Banyak warganet yang geram atas postingan itu dan mengadukannya kepada Kaesang. Namun, alih-alih merasa marah, Kaesang Pangarep justru menanggapinya dengan lelucon.

Lelucon tersebut dikemas lewat gaya protes. Menurut Kaesang, Jokowi memiliki dua anak lagi selain dirinya. Yakni Gibran Rakabuming dan Kahiyang Ayu. Tapi Kaesang merasa aneh, mengapa dirinya saja yang dituduh anak PKI. Pemilik bisnis Sang Pisang ini pun melancarkan protes lewat gaya sarkasme.

“Lah?? Kenapa kok cuma saya ya?? Kok Mas Gibran Mbak Ayang gak juga?? GAK ADIL,” cuit Kaesang lewat akun @kaesangp menanggapi postingan seorang warganet, Selasa (8/1/2018).

Dalam sehari, cuitannya tersebut bahkan sudah diretweet sebanyak 3 ribu kali lebih. Sejumlah pengguna Twitter pun ikut menanggapi cuitan Kaesang tersebut secara jenaka. Soal tudingan sebagai keturunan PKI ini, selama ini juga masif menyerang sang ayah, Presiden Joko Widodo. Hal itu disampaikan Jokowi saat menjawab sejumlah pertanyaan dari presenter NET TV, Rikha Indriaswari.

Menurut Presiden ke-7 RI ini, hoaks PKI merupakan sebuah tindakan pengecut, tindakan biadab, karena mengabarkan hal-hal yang tidak sesuai dan tidak benar.

“Ya ini kan ini kan dimulai dari tahun 2014, dari Obor Rakyat, setelah itu ada lagi Saracen yang mengabarkan mengenai Jokowi itu PKI. Ya, logikanya enggak masuk,” tegas Jokowi.

“Bahkan ada foto dikabarkan bapak bersama DN Aidit, sejajar gitu,” timpal Rikha.

Mendengar pertanyaan itu, Jokowi kemudian tersenyum. “Perlu saya sampaikan, yang pertama saya lahir tahun 1961, PKI itu dibubarkan tahun 1965-1966. Artinya umur saya baru 4 tahun. Kan logikanya enggak masuk,” tambah Jokowi yang kemudian tertawa kecil. “Masa ada PKI balita?” tanya Jokowi.

Ia kemudian menambahkan soal foto rekayasa ia bersama DN Aidit. Jokowi sudah mengecek foto tersebut dan ia mendapat informasi jika foto itu diambil pada tahun 1955. “Saya lahir saja belum masak sudah berjejer?” ujar presiden.
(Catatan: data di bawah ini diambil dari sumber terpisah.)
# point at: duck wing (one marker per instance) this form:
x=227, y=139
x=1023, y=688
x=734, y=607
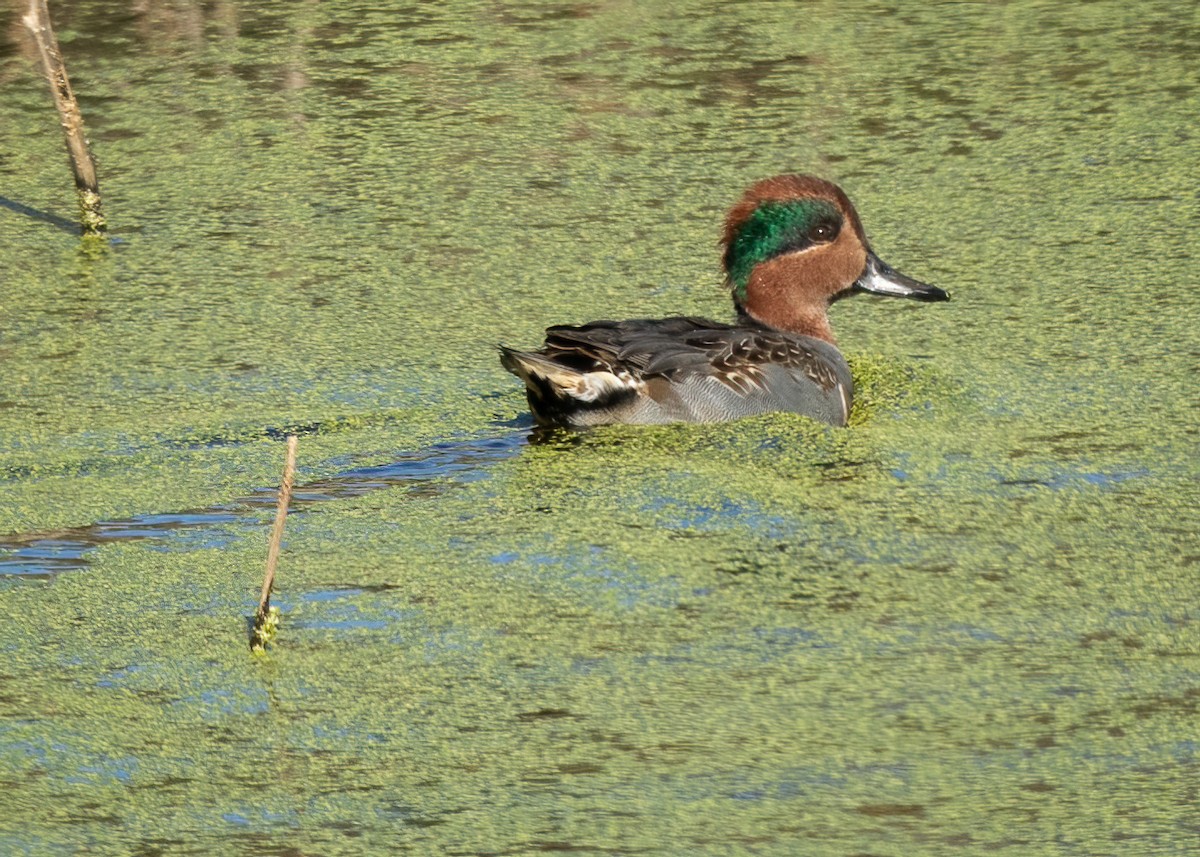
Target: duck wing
x=679, y=369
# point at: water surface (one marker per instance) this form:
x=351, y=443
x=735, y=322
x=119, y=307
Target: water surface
x=966, y=624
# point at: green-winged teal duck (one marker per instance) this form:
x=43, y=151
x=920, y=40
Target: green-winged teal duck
x=793, y=244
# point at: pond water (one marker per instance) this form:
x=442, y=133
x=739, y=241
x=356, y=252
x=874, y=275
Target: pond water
x=965, y=624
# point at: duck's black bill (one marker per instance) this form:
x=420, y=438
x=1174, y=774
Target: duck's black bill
x=879, y=277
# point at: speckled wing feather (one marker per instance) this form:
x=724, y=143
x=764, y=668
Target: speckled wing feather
x=685, y=369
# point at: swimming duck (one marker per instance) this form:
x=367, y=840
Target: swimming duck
x=793, y=245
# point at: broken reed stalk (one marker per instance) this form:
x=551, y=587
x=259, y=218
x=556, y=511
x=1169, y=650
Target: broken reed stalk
x=37, y=22
x=267, y=617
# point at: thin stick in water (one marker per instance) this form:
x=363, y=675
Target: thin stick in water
x=265, y=617
x=37, y=22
Lanjut Jokowi, isu PKI yang menderanya ini ia anggap sangat meresahkan karena bisa membuat rakyat gaduh dan bertanya-tanya. Jokowi menegaskan sekali lagi bahwa ia bukan keturunan PKI.

“Saya sampaikan sekali lagi, saya, orang tua, kakek nenek saya, keluarga besar saya, tidak ada yang PKI. Saya pastikan,” ucap Jokowi.
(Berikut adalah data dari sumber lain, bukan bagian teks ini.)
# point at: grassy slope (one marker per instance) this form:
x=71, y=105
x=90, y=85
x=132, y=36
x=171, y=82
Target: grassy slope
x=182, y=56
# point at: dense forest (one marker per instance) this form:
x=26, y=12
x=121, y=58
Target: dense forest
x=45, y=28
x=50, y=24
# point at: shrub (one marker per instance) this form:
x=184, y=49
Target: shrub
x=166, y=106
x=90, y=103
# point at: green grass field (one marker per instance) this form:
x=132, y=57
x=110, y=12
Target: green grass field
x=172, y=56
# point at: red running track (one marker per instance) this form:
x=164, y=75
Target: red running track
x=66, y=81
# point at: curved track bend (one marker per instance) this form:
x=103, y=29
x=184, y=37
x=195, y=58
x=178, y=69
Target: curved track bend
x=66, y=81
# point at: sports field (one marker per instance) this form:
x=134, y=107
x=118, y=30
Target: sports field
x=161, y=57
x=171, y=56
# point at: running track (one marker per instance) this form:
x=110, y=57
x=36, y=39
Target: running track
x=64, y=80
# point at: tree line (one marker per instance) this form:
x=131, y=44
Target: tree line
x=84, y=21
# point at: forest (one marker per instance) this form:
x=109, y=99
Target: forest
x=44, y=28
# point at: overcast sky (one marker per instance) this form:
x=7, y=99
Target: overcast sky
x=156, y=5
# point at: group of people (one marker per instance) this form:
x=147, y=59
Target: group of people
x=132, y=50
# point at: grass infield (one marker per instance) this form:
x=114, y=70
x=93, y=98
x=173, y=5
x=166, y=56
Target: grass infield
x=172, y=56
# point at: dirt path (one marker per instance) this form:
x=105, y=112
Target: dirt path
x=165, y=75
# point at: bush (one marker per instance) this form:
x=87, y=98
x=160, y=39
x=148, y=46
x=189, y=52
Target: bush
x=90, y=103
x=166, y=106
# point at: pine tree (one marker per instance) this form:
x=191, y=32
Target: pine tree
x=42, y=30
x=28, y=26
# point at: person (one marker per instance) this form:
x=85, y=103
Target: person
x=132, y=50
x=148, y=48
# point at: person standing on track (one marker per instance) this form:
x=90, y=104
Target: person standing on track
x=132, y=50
Jika rakyat masih tak percaya, Jokowi meminta mereka untuk kroscek langsung ke sejumlah lembaga atau mengecek kebenaran tersebut di kota kelahirannya di Solo.
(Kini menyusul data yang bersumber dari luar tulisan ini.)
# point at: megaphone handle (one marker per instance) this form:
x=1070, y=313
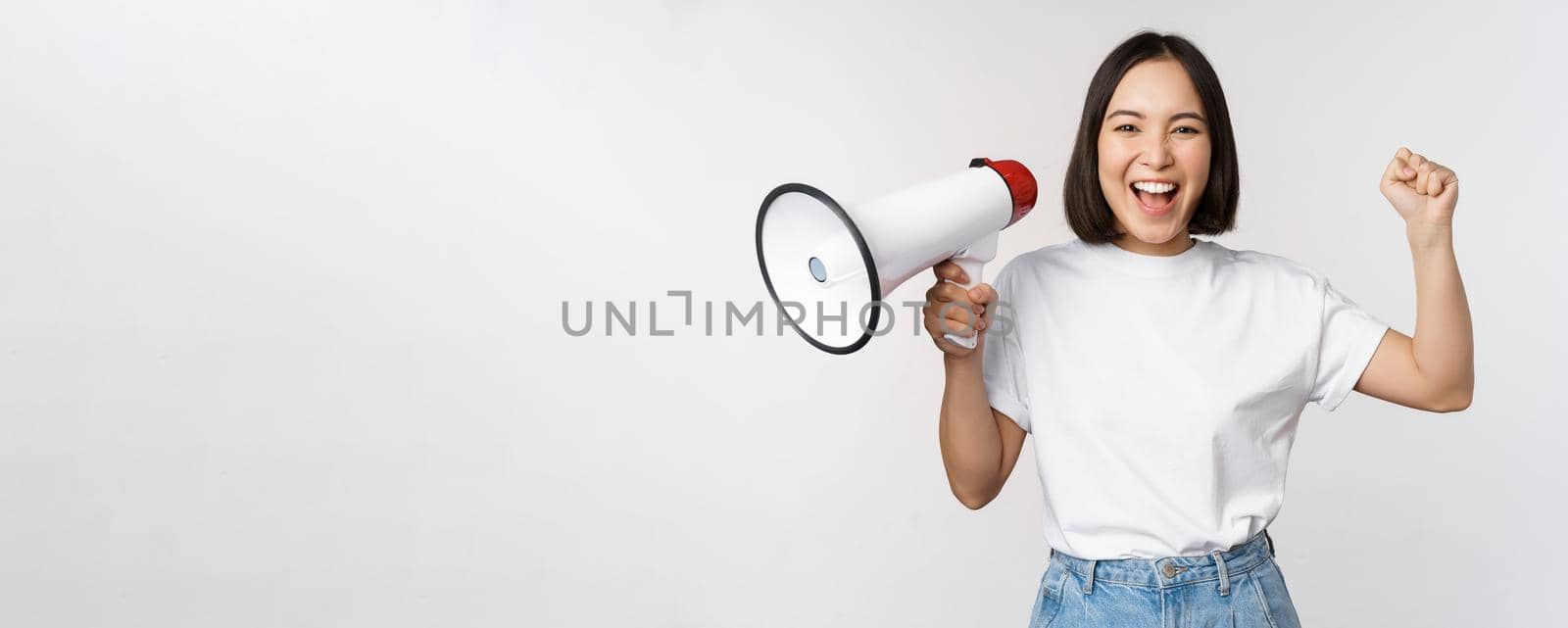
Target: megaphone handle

“Di Solo itu ada NU, Muhammadiyah, Al Irsyad, MTA, LDII, dan ormas Islam lainnya, bisa ditanyakan ke masjid dekat orang rumah orang tua saya, tanyakan di kampung saya yang ada di Solo. Gampang sekali,” kata Jokowi. “Bisa tanyakan ke tetangga saya, gampang sekali,” tandasnya.

Jokowi pun menyayangkan mengapa hoaks seperti ini bisa menyebar dengan masif di media sosial. “Inilah jahatnya yang namanya hoaks. Kadang-kadang politik kotor menghalalkan segala cara. Dan itu tidak sesuai dengan nilai-nilai KeIndonesiaan kita,” ujarnya.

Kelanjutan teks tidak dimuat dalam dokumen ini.